Basic R
We have three main goals for this week’s lab session:
- Getting familiar with R functions,
- Learning how to handle vectors, and
- Learning how to handle matrices.
(You might feel that what we do in the lab sessions are not quite related to what we learn in the lecture. The connection between the two will become more evident after the first three weeks. For this week and the next, we need to go through some basics of R to get you started, so bear with me.)
1. Using functions
So far we have written very short pieces of code to perform simple calculations and operations. We will learn how to do a lot more complex mathematical operations on our data, draw graphs, and carry out statistical analyses by writing more complex pieces of code.

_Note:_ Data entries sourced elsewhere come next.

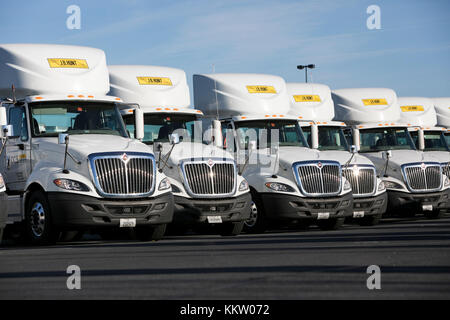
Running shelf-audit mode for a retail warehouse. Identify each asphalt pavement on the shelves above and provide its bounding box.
[0,217,450,300]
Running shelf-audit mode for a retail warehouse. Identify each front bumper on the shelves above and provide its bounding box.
[0,192,8,229]
[173,192,252,224]
[388,190,449,211]
[353,192,388,216]
[48,192,173,227]
[260,192,353,220]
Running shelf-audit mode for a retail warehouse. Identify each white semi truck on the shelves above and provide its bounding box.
[332,88,450,217]
[109,66,251,235]
[398,97,450,211]
[287,83,387,225]
[433,98,450,146]
[193,74,353,232]
[0,44,173,244]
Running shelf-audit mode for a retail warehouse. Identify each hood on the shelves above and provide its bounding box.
[159,142,234,166]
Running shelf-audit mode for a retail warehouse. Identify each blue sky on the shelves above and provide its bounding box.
[0,0,450,97]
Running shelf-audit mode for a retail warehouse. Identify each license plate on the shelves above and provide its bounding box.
[353,211,364,218]
[120,219,136,228]
[317,212,330,220]
[208,216,222,223]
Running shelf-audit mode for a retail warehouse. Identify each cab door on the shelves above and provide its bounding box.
[0,105,31,191]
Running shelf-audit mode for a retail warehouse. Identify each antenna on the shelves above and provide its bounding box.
[11,84,17,104]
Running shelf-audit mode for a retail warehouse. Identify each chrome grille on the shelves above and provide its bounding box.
[89,153,155,197]
[403,163,442,192]
[343,166,377,195]
[294,161,341,196]
[182,160,236,196]
[442,163,450,179]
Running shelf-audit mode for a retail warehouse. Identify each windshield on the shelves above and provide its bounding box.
[123,113,201,144]
[235,120,308,149]
[302,126,348,151]
[29,101,127,137]
[360,127,415,152]
[410,131,449,151]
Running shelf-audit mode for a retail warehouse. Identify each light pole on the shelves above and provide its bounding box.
[297,64,316,82]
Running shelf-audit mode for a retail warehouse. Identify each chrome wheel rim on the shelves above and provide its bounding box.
[30,202,45,238]
[244,201,258,228]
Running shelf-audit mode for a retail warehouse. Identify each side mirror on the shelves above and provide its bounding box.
[58,133,69,144]
[383,150,392,159]
[153,142,162,155]
[134,108,144,140]
[0,124,14,137]
[169,133,180,145]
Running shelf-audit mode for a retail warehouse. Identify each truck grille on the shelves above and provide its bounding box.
[183,160,236,196]
[442,163,450,179]
[343,166,377,196]
[294,161,341,196]
[403,163,442,192]
[89,153,155,197]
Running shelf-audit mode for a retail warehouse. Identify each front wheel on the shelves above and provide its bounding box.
[135,224,167,241]
[24,191,59,245]
[220,221,244,237]
[317,217,345,230]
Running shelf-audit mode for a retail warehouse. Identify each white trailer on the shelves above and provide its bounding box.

R comes with a variety of ready-made pieces of code that do things like managing data, drawing graphs, and calculating statistics. These are called functions.
Goolge can provide R Cheat Sheet, which lists many R functions we frequently use.
Each function ends in a pair of brackets ()
Each function can take arguments. You put them in the brackets. For example, there is a function that makes R display the list of objects currently stored in the memory.
Let’s execute the following line:
# ls()
The output it returns reads: character(0)
. This means that currently there is nothing in R’s memory. This is because we have not created any object since we started an R session. Let’s create several objects and run this function again.
Execute the following
x1 <- 0.3
x2 <- "Hello"
x3 <- TRUE
ls()
## [1] "x1" "x2" "x3"
Now, R says that there are three objects in memory: “x1” “x2” “x3”. The ls function only tells you the names of the objects stored in memory, but doesn’t tell you what they are.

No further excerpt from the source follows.